Der illegale Handel mit Nashorn, Elfenbein und anderen Produkten geschützter Tierarten rangiert auf Platz vier der lukrativsten Verbrechen der Welt, gleich hinter Waffen-, Drogen-, und Menschenhandel. Er boomt seit sechs Jahren. Ein Auslöser für die erhöhte Nachfrage beispielsweise in Vietnam soll ein hoher vietnamesischer Regierungsbeamter gewesen sein, der behauptete, seine Krebserkrankung mit dem Pulver aus Horn geheilt zu haben. “Genauso gut könnte man Fingernägel kauen”, sagt Sylvia Ratzlaff vom WWF. Denn Horn besteht aus Keratin, Hauptbestandteil von Haaren und Fingernägeln. Die mit Abstand meisten Abnehmer findet das graue Gold Afrikas auf den Märkten Chinas, Vietnams und zunehmend im Jemen. In einigen Kulturen gilt das Horn eines Rhinozeros als Statussymbol. Andernorts wird es pulverisiert als Wundermittel gegen Krankheiten gepriesen.

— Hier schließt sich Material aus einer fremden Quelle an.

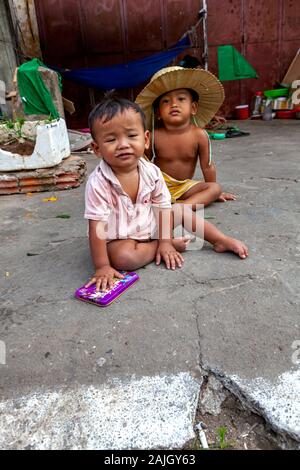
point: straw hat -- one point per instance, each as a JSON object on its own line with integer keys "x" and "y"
{"x": 210, "y": 91}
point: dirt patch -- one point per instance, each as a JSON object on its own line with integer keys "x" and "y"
{"x": 235, "y": 428}
{"x": 21, "y": 148}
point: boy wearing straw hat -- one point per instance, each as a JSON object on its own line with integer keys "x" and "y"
{"x": 181, "y": 102}
{"x": 127, "y": 202}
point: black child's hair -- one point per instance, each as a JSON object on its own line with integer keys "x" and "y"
{"x": 109, "y": 107}
{"x": 193, "y": 93}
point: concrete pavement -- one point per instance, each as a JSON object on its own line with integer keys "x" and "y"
{"x": 129, "y": 376}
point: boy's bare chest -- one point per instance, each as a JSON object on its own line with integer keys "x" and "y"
{"x": 130, "y": 186}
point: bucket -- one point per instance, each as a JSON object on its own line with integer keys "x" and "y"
{"x": 242, "y": 111}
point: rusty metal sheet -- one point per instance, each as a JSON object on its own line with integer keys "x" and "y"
{"x": 289, "y": 50}
{"x": 291, "y": 20}
{"x": 266, "y": 62}
{"x": 144, "y": 25}
{"x": 101, "y": 21}
{"x": 80, "y": 33}
{"x": 179, "y": 17}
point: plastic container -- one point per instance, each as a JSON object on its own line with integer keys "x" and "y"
{"x": 280, "y": 103}
{"x": 297, "y": 112}
{"x": 268, "y": 111}
{"x": 242, "y": 111}
{"x": 256, "y": 103}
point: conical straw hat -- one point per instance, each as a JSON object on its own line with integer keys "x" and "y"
{"x": 209, "y": 89}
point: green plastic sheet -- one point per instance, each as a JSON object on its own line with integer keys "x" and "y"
{"x": 35, "y": 96}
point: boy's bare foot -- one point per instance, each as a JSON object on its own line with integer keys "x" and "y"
{"x": 231, "y": 244}
{"x": 180, "y": 244}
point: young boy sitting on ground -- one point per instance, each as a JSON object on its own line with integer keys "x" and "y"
{"x": 180, "y": 98}
{"x": 126, "y": 196}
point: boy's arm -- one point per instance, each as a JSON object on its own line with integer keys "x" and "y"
{"x": 148, "y": 152}
{"x": 104, "y": 273}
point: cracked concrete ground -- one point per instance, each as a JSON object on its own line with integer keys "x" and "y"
{"x": 128, "y": 376}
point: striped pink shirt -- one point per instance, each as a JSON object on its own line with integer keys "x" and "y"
{"x": 106, "y": 201}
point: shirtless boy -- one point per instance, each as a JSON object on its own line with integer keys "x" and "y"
{"x": 125, "y": 193}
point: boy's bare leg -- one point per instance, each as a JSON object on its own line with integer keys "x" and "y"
{"x": 202, "y": 193}
{"x": 203, "y": 229}
{"x": 130, "y": 254}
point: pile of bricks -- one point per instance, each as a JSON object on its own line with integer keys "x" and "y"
{"x": 70, "y": 173}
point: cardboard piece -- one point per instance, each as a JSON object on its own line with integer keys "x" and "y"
{"x": 293, "y": 72}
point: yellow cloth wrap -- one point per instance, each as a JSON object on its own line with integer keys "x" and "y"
{"x": 177, "y": 188}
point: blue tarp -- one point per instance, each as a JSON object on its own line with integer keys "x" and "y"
{"x": 126, "y": 75}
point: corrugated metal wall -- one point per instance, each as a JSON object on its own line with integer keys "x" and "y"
{"x": 7, "y": 56}
{"x": 78, "y": 33}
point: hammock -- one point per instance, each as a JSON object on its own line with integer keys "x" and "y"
{"x": 126, "y": 75}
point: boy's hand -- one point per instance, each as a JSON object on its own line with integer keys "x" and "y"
{"x": 103, "y": 278}
{"x": 171, "y": 257}
{"x": 226, "y": 197}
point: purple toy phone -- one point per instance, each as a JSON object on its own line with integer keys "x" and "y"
{"x": 104, "y": 298}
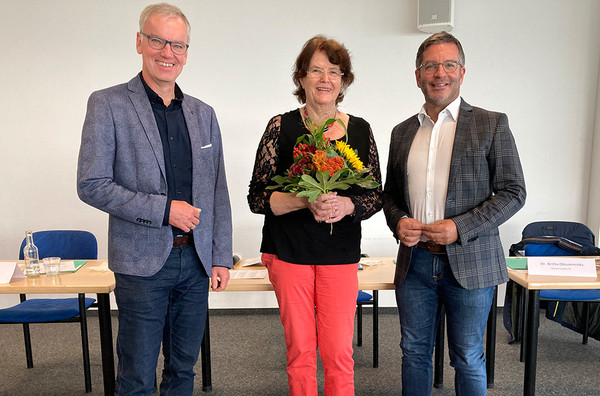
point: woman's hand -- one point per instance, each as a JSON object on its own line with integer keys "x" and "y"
{"x": 330, "y": 207}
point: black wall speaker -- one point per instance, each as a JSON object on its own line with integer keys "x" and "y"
{"x": 435, "y": 15}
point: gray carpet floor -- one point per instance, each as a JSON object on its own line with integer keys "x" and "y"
{"x": 248, "y": 358}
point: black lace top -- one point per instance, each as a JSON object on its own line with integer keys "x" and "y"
{"x": 296, "y": 237}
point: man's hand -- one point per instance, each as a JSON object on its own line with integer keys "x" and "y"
{"x": 442, "y": 232}
{"x": 183, "y": 216}
{"x": 220, "y": 278}
{"x": 409, "y": 230}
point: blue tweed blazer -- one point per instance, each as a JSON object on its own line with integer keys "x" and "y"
{"x": 486, "y": 187}
{"x": 121, "y": 171}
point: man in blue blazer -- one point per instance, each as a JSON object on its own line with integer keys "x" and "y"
{"x": 453, "y": 177}
{"x": 152, "y": 158}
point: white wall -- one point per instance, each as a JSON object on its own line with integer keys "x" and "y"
{"x": 538, "y": 61}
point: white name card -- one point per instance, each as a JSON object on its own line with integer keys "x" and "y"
{"x": 562, "y": 266}
{"x": 10, "y": 271}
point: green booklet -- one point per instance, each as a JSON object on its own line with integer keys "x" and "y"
{"x": 516, "y": 262}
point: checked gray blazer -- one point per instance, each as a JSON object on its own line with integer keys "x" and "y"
{"x": 486, "y": 187}
{"x": 121, "y": 171}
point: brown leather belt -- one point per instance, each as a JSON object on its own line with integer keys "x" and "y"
{"x": 183, "y": 240}
{"x": 431, "y": 247}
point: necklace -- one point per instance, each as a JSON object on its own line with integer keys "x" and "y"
{"x": 309, "y": 122}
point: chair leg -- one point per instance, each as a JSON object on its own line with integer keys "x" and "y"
{"x": 490, "y": 344}
{"x": 586, "y": 327}
{"x": 359, "y": 325}
{"x": 438, "y": 365}
{"x": 85, "y": 344}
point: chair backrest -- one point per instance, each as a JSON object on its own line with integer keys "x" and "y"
{"x": 556, "y": 238}
{"x": 66, "y": 244}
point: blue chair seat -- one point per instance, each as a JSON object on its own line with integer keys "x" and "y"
{"x": 363, "y": 297}
{"x": 570, "y": 295}
{"x": 40, "y": 310}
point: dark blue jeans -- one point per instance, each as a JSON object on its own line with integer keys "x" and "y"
{"x": 430, "y": 281}
{"x": 169, "y": 307}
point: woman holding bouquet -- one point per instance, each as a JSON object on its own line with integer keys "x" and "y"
{"x": 311, "y": 249}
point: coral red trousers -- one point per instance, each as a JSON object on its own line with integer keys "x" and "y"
{"x": 330, "y": 291}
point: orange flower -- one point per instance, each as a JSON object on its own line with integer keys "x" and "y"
{"x": 324, "y": 164}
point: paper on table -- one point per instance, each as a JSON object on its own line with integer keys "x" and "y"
{"x": 368, "y": 262}
{"x": 562, "y": 266}
{"x": 248, "y": 274}
{"x": 9, "y": 271}
{"x": 254, "y": 261}
{"x": 71, "y": 265}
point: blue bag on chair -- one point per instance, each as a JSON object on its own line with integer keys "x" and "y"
{"x": 560, "y": 238}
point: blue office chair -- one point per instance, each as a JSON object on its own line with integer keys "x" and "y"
{"x": 560, "y": 238}
{"x": 67, "y": 245}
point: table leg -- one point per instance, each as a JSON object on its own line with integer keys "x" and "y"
{"x": 375, "y": 328}
{"x": 205, "y": 356}
{"x": 106, "y": 343}
{"x": 531, "y": 338}
{"x": 490, "y": 343}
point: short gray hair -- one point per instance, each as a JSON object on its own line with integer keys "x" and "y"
{"x": 167, "y": 10}
{"x": 439, "y": 38}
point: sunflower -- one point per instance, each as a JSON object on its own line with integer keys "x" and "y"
{"x": 349, "y": 154}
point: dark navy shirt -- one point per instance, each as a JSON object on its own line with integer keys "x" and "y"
{"x": 177, "y": 148}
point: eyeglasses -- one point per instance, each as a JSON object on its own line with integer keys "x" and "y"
{"x": 432, "y": 67}
{"x": 158, "y": 43}
{"x": 317, "y": 72}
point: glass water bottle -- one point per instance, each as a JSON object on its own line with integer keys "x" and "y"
{"x": 32, "y": 257}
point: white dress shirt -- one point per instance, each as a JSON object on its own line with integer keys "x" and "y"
{"x": 429, "y": 164}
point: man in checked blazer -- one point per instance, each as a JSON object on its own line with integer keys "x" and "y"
{"x": 453, "y": 177}
{"x": 152, "y": 158}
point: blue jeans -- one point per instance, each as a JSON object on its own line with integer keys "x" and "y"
{"x": 169, "y": 307}
{"x": 430, "y": 281}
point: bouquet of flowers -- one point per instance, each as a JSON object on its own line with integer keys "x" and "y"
{"x": 321, "y": 166}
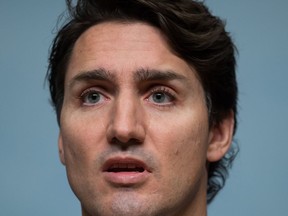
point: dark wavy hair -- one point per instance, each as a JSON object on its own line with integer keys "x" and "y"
{"x": 192, "y": 32}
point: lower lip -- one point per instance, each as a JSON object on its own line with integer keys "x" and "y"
{"x": 126, "y": 178}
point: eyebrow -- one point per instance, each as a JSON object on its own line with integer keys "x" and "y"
{"x": 143, "y": 75}
{"x": 97, "y": 74}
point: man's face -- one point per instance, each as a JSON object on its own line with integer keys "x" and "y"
{"x": 134, "y": 125}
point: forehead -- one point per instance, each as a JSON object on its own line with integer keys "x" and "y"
{"x": 124, "y": 47}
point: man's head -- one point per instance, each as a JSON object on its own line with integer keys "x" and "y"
{"x": 145, "y": 95}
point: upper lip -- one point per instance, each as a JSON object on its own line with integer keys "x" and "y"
{"x": 125, "y": 163}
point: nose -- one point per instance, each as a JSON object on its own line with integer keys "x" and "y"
{"x": 126, "y": 125}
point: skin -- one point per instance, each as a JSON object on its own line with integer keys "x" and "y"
{"x": 128, "y": 96}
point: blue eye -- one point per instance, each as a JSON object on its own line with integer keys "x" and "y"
{"x": 161, "y": 97}
{"x": 91, "y": 97}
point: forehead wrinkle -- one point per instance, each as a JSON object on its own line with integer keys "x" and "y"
{"x": 143, "y": 75}
{"x": 97, "y": 74}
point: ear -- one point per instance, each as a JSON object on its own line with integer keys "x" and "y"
{"x": 220, "y": 138}
{"x": 61, "y": 149}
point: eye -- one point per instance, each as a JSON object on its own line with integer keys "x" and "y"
{"x": 161, "y": 96}
{"x": 91, "y": 97}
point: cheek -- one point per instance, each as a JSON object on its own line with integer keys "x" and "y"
{"x": 183, "y": 144}
{"x": 82, "y": 137}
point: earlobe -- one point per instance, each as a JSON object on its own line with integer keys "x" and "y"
{"x": 220, "y": 138}
{"x": 61, "y": 149}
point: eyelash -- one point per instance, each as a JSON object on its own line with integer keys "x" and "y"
{"x": 165, "y": 91}
{"x": 159, "y": 89}
{"x": 86, "y": 92}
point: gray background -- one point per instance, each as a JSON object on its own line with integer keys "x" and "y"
{"x": 32, "y": 180}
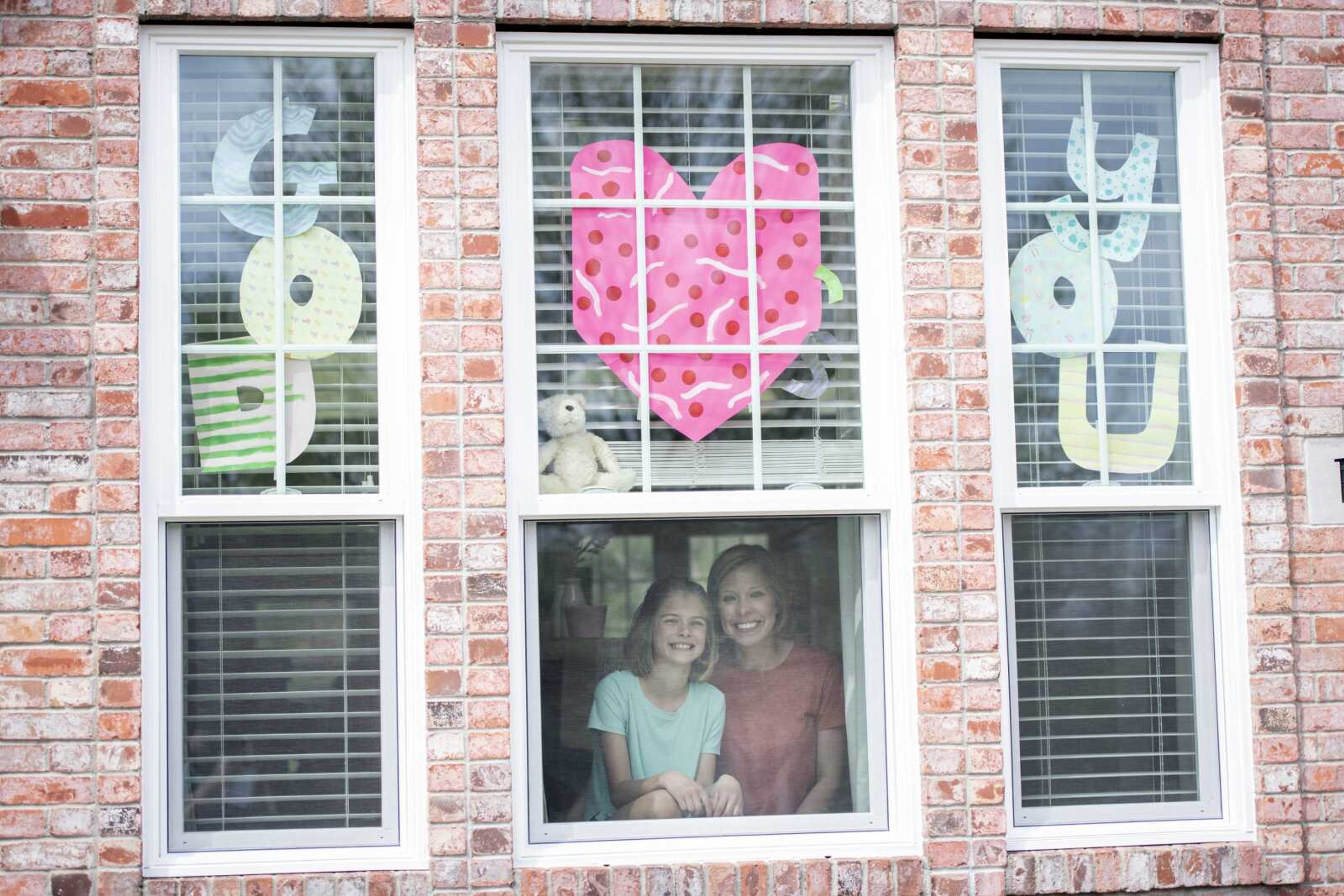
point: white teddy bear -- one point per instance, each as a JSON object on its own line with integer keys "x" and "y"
{"x": 579, "y": 459}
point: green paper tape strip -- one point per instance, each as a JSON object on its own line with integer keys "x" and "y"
{"x": 835, "y": 289}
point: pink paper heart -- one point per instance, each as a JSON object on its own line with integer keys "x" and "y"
{"x": 697, "y": 265}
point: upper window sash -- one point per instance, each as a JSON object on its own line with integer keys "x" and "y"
{"x": 627, "y": 424}
{"x": 324, "y": 480}
{"x": 1175, "y": 218}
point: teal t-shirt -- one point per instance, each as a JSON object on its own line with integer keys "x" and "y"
{"x": 658, "y": 741}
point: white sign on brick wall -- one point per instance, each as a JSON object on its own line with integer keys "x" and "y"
{"x": 1324, "y": 481}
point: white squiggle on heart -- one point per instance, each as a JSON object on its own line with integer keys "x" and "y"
{"x": 714, "y": 319}
{"x": 604, "y": 172}
{"x": 666, "y": 186}
{"x": 635, "y": 387}
{"x": 783, "y": 328}
{"x": 597, "y": 301}
{"x": 647, "y": 270}
{"x": 715, "y": 262}
{"x": 704, "y": 386}
{"x": 659, "y": 322}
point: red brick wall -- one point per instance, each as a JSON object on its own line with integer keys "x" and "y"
{"x": 69, "y": 526}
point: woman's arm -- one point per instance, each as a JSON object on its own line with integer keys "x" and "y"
{"x": 832, "y": 757}
{"x": 689, "y": 795}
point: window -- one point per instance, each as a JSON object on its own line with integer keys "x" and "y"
{"x": 277, "y": 508}
{"x": 705, "y": 230}
{"x": 1112, "y": 465}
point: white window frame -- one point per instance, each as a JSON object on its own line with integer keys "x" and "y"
{"x": 1213, "y": 424}
{"x": 885, "y": 492}
{"x": 396, "y": 504}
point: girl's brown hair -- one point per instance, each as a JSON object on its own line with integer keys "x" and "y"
{"x": 753, "y": 555}
{"x": 639, "y": 644}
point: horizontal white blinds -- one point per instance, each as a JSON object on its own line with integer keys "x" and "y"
{"x": 281, "y": 690}
{"x": 1107, "y": 651}
{"x": 332, "y": 433}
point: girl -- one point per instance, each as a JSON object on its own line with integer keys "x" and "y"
{"x": 785, "y": 700}
{"x": 658, "y": 727}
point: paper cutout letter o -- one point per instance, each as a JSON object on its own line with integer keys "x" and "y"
{"x": 1037, "y": 313}
{"x": 330, "y": 316}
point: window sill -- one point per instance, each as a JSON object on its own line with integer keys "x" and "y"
{"x": 714, "y": 849}
{"x": 1209, "y": 864}
{"x": 1127, "y": 835}
{"x": 280, "y": 862}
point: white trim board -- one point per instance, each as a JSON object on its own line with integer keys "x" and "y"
{"x": 398, "y": 370}
{"x": 1216, "y": 487}
{"x": 886, "y": 475}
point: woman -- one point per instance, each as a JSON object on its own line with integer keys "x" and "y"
{"x": 784, "y": 734}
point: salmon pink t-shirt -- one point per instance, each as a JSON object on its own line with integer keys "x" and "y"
{"x": 771, "y": 727}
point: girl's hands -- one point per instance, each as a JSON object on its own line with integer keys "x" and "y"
{"x": 690, "y": 796}
{"x": 726, "y": 797}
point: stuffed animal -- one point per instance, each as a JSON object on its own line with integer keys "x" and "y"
{"x": 579, "y": 459}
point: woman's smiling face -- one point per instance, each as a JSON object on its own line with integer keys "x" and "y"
{"x": 680, "y": 629}
{"x": 749, "y": 608}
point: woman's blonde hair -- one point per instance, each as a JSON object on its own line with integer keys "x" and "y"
{"x": 753, "y": 555}
{"x": 639, "y": 644}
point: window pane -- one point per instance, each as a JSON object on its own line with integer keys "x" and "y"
{"x": 758, "y": 625}
{"x": 281, "y": 688}
{"x": 234, "y": 284}
{"x": 1104, "y": 270}
{"x": 214, "y": 94}
{"x": 689, "y": 277}
{"x": 1104, "y": 622}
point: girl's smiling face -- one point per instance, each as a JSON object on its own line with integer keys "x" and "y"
{"x": 680, "y": 629}
{"x": 749, "y": 608}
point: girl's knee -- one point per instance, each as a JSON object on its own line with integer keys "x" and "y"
{"x": 660, "y": 805}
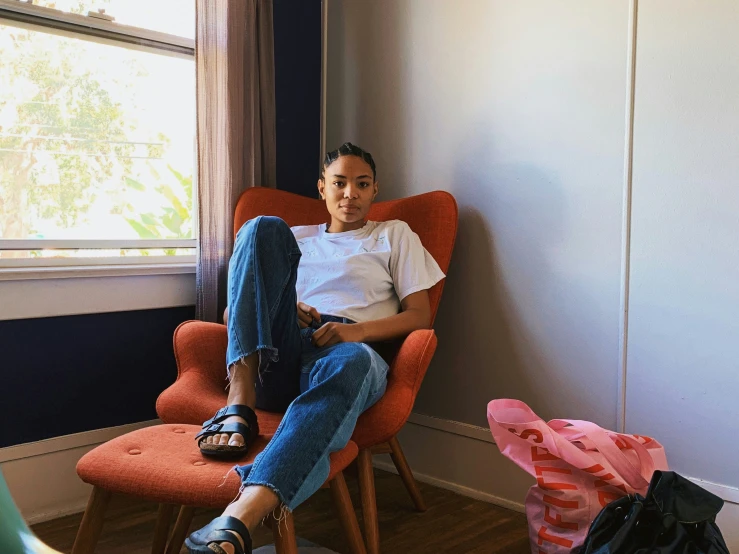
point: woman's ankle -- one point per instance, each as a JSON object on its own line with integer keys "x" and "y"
{"x": 242, "y": 381}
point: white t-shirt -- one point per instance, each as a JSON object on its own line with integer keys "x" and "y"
{"x": 362, "y": 274}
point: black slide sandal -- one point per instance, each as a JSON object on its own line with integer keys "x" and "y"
{"x": 217, "y": 531}
{"x": 214, "y": 427}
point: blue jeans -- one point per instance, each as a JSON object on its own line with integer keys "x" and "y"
{"x": 322, "y": 390}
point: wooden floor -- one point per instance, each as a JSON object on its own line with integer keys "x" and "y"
{"x": 453, "y": 524}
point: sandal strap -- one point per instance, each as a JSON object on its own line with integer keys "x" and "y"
{"x": 217, "y": 428}
{"x": 218, "y": 531}
{"x": 241, "y": 410}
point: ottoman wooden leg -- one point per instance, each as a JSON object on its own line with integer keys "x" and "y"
{"x": 283, "y": 531}
{"x": 181, "y": 528}
{"x": 92, "y": 522}
{"x": 161, "y": 531}
{"x": 345, "y": 510}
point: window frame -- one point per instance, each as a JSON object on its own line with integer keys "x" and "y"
{"x": 84, "y": 27}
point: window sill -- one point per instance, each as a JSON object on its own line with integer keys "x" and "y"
{"x": 38, "y": 292}
{"x": 85, "y": 271}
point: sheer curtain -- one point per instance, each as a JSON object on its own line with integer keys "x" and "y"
{"x": 234, "y": 56}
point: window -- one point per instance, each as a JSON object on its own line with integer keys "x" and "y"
{"x": 97, "y": 132}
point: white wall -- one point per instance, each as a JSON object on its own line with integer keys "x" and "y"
{"x": 683, "y": 355}
{"x": 520, "y": 109}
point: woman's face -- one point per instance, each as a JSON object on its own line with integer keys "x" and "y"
{"x": 348, "y": 189}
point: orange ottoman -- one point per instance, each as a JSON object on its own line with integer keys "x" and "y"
{"x": 163, "y": 464}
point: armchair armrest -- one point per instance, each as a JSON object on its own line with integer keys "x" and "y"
{"x": 200, "y": 388}
{"x": 385, "y": 419}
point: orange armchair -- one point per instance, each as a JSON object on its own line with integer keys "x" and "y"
{"x": 200, "y": 348}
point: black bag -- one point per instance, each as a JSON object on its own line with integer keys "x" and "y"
{"x": 676, "y": 517}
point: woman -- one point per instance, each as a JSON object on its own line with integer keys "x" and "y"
{"x": 356, "y": 284}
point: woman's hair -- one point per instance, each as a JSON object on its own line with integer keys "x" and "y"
{"x": 349, "y": 149}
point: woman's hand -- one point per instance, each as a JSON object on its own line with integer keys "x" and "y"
{"x": 334, "y": 333}
{"x": 307, "y": 315}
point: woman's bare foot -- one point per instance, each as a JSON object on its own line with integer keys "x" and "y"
{"x": 252, "y": 506}
{"x": 241, "y": 391}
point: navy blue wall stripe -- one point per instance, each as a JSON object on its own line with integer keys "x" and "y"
{"x": 63, "y": 375}
{"x": 297, "y": 26}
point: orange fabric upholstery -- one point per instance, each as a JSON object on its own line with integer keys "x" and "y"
{"x": 200, "y": 348}
{"x": 200, "y": 389}
{"x": 163, "y": 464}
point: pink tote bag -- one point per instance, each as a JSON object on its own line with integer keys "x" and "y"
{"x": 579, "y": 468}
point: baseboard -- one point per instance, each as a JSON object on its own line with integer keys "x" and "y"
{"x": 41, "y": 475}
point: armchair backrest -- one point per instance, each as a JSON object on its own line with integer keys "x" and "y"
{"x": 432, "y": 216}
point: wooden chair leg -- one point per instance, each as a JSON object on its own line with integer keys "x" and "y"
{"x": 92, "y": 522}
{"x": 283, "y": 531}
{"x": 345, "y": 509}
{"x": 161, "y": 531}
{"x": 406, "y": 474}
{"x": 181, "y": 528}
{"x": 369, "y": 500}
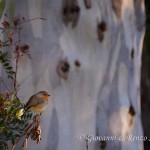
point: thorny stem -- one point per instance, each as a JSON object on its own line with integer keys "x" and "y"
{"x": 4, "y": 83}
{"x": 86, "y": 144}
{"x": 17, "y": 59}
{"x": 24, "y": 133}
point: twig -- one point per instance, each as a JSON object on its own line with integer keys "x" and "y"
{"x": 4, "y": 84}
{"x": 17, "y": 58}
{"x": 32, "y": 20}
{"x": 86, "y": 144}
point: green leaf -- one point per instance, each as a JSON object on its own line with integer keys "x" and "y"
{"x": 2, "y": 7}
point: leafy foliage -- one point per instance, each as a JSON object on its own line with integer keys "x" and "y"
{"x": 11, "y": 124}
{"x": 4, "y": 59}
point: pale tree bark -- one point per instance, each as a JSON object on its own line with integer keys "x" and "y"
{"x": 87, "y": 55}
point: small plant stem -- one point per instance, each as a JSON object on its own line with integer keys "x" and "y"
{"x": 24, "y": 133}
{"x": 4, "y": 84}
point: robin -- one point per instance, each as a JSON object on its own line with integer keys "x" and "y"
{"x": 37, "y": 102}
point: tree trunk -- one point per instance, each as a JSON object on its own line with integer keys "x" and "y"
{"x": 87, "y": 55}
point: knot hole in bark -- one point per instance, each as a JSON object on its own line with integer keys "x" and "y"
{"x": 77, "y": 63}
{"x": 132, "y": 110}
{"x": 101, "y": 28}
{"x": 88, "y": 4}
{"x": 63, "y": 69}
{"x": 70, "y": 12}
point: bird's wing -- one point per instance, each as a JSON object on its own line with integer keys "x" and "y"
{"x": 33, "y": 101}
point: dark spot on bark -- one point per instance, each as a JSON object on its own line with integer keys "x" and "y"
{"x": 70, "y": 12}
{"x": 63, "y": 69}
{"x": 117, "y": 5}
{"x": 132, "y": 53}
{"x": 103, "y": 144}
{"x": 77, "y": 63}
{"x": 132, "y": 110}
{"x": 88, "y": 3}
{"x": 140, "y": 14}
{"x": 102, "y": 26}
{"x": 100, "y": 36}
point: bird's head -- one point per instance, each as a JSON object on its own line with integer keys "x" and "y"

Terroristen finanzieren sich mit Tiermord

Aber auch Rebellengruppen machen verstärkt Jagd auf die Dickhäuter. Ein Beispiel ist die Sudanesische Volksbefreiungsarmee, die mit Granaten und Panzerfäusten Jagd auf Elefanten machte. Auch die unter Führung von Joseph Kony stehende “Widerstandsarmee des Herrn” aus Uganda, steht im Verdacht mit Elfenbein zu handeln, um so ihre Waffen zu finanzieren. Berittene Dschandschawid, die für den Mord an tausenden Zivilisten im sudanesischen Darfur verantwortlich gemacht werden, erschossen im letzten Jahr in wenigen Wochen 350 der 1500 Elefanten im Kameruner Nationalpark Bouba Ndjida. In Kenia soll die islamistische Al Shabaab-Miliz in das Geschäft verwickelt sein.

Verhaltene Maßnahmen

Die Regierungen der betroffenen Länder reagieren mit unterschiedlichen Maßnahmen. Die Obama-Administration vernichtete am vergangenen Wochenende symbolisch die amerikanischen Lagerbestände an Elfenbein. Auch in vielen afrikanischen Ländern werden immer wieder illegale Tierprodukte verbrannt, um sie dem Markt zu entziehen. Der Erfolg ist allerdings kaum messbar. Pro Tag werden weiterhin zwei bis drei Elefanten und Nashörner getötet. Die Verluste könnten bald nicht mehr durch die Geburtenrate kompensiert werden. Inzwischen hat die US-amerikanische Regierung eine Million Dollar auf die Ergreifung der Händler der illegalen Tierprodukte ausgesetzt. Das Kopfgeld gilt in erster Linie Mitgliedern des sogenannten Xaysavang Netzwerkes, dass von Laos aus operiert.